We don't do it yet, but I would consider doing a randomized exploration during CI, but making the observable semantics the fixed version. If the randomized one fails, send that over to the "bug finding" component for further study, while quickly retrying with the known-good seed for the CI visible regression test results.

I don't think there's one right policy here. But having control over these knobs lets us be intentional about it.

P.S. Taking the random schedules the OS gives us is kind of "free fuzzing", but it is very BAD free fuzzing. It over-samples the probable, boring schedules and under-samples the more extreme corner cases. Hence concurrency bugs lurk until the machine is under load in production and edge cases emerge.

Once we have complete control over the determinism of a test, we can start to play with tweaking the non-deterministic inputs in a controlled way. For example, we can tweak the RNG seed used for thread scheduling to explore schedules that wouldn't normally happen under the Linux scheduler.
How do you know if a flakey test has been fixed? A deterministic environment can turn flakey into repeatable failure and then known to be fixed.
Well, we don't prove the absence of concurrency bugs -- that would be more a job for formal verification, type systems, at the source level.

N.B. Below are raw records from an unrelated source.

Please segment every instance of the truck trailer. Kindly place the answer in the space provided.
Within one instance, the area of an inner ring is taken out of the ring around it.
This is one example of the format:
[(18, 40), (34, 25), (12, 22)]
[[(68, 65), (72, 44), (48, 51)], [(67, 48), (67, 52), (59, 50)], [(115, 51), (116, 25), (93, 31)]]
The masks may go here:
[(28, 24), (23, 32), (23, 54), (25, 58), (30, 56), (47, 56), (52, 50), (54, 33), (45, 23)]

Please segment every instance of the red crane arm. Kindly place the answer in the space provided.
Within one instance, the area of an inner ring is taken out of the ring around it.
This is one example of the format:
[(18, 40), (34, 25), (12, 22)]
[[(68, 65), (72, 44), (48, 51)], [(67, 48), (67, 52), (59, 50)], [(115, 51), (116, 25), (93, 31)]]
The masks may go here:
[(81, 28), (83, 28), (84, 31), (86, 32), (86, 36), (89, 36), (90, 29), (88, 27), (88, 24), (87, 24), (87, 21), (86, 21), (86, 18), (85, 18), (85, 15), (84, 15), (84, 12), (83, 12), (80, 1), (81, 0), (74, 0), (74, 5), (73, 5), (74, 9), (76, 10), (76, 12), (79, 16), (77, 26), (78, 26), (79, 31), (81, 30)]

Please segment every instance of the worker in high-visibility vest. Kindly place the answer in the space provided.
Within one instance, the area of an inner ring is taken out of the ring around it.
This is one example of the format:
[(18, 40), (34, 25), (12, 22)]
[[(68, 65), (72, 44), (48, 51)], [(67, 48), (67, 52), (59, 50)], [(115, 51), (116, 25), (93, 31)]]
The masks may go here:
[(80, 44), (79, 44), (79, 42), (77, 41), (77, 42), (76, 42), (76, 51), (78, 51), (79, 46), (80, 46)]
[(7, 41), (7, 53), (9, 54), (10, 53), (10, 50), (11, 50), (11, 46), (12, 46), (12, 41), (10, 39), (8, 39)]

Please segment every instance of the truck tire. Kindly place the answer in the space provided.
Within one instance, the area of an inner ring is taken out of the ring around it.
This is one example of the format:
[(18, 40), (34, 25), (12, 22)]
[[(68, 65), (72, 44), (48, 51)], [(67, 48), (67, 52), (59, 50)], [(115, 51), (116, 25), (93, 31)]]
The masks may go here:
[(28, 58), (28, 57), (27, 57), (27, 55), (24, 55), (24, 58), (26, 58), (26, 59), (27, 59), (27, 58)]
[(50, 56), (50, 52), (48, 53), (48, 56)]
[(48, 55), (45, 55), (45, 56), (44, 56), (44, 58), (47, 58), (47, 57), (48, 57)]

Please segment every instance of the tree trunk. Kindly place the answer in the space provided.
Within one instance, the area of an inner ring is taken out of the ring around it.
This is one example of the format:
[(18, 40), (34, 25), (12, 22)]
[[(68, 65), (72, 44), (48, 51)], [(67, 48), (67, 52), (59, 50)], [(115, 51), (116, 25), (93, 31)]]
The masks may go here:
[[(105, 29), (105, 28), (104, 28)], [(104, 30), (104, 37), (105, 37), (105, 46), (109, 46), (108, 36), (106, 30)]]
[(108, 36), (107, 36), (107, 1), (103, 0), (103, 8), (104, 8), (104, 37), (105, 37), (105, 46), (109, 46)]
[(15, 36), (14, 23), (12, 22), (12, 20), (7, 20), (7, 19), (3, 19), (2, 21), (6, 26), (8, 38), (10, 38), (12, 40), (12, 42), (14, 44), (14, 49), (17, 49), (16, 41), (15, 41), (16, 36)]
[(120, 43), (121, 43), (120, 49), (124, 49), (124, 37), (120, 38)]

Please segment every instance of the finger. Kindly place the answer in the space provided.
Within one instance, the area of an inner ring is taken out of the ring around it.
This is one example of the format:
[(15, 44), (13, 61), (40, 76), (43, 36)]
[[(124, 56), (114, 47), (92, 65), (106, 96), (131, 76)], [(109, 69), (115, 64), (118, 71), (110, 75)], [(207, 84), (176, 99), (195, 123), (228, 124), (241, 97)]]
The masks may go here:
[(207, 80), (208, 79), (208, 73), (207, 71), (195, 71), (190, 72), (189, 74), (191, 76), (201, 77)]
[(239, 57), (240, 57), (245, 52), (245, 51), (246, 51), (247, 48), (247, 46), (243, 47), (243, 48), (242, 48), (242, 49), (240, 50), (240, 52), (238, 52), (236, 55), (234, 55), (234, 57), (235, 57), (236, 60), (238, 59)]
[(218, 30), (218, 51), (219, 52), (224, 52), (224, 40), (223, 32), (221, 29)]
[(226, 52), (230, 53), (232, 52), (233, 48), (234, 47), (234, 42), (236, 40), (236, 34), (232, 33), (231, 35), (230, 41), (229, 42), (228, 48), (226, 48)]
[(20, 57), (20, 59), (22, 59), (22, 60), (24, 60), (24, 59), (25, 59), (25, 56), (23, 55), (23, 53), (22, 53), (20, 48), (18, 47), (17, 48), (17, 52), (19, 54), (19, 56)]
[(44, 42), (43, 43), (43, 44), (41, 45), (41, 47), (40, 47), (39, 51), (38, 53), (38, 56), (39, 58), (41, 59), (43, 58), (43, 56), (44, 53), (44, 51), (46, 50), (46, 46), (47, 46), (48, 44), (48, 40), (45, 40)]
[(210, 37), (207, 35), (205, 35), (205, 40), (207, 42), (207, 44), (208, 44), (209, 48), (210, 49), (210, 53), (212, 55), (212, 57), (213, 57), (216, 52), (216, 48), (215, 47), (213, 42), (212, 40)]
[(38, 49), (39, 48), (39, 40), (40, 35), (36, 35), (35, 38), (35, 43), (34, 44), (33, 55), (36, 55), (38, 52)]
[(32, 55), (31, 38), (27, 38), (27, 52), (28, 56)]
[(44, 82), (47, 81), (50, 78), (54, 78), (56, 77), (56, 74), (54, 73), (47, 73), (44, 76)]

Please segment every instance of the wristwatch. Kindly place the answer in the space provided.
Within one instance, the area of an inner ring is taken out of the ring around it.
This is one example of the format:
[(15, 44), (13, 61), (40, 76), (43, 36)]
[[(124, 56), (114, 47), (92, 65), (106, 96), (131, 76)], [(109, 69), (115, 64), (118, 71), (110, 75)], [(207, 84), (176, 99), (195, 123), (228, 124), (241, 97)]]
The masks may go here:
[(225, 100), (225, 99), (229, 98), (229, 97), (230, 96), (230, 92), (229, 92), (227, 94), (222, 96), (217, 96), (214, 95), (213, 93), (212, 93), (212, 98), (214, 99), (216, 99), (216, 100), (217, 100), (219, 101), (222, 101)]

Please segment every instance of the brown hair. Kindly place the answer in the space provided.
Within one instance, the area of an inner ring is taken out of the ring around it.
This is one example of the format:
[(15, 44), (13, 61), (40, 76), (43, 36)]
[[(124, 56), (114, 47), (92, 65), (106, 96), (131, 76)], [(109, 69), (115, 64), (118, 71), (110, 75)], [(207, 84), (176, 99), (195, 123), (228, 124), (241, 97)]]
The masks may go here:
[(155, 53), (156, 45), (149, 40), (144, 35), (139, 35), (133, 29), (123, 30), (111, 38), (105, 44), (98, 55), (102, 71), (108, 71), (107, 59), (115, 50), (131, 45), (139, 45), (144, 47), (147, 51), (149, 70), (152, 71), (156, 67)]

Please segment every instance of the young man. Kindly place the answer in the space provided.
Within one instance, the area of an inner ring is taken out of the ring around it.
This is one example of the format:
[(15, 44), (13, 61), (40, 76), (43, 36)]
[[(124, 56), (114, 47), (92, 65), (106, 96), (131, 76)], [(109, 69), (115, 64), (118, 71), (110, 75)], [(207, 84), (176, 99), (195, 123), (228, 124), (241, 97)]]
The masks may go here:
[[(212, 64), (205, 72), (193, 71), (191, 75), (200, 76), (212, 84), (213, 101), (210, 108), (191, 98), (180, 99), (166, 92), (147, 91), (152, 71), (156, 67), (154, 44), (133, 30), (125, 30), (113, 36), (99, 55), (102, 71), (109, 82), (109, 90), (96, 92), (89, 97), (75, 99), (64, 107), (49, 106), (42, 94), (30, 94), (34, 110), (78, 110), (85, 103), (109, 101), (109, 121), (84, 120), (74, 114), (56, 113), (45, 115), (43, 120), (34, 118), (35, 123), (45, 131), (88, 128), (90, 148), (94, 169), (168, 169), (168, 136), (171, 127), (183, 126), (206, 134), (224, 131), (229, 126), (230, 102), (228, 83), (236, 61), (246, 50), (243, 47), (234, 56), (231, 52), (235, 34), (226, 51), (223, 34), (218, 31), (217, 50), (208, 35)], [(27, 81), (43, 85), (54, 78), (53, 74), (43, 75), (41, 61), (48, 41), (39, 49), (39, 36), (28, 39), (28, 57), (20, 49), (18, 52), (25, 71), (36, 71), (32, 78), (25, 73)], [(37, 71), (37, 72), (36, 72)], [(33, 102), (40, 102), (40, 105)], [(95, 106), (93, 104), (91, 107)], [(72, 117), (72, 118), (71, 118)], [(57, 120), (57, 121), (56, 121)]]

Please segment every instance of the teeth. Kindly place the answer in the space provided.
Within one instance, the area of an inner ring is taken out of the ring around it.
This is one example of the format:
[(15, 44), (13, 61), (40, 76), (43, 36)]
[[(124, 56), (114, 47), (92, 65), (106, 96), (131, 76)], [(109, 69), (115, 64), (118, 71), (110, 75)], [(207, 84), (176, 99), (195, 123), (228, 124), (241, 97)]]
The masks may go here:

But we can tell when our `--chaos` stress tests cease to produce crashes in reasonable numbers of runs. And when we do achieve a crash we can use our analysis phase to identify the racing operations.

It's both a pro and a con of the approach that we work with real crashes/failures. This means its a less sensitive instrument than tools like TSAN (which can detect data races that never cause a failure in an actual run), but conversely we don't have to worry about false positives, because we can present evidence that a particular order of events definitely causes a failure. Also we catch a much more general category of concurrency bugs (ordering problems between arbitrary instructions/syscalls, even between processes and in multiple languages).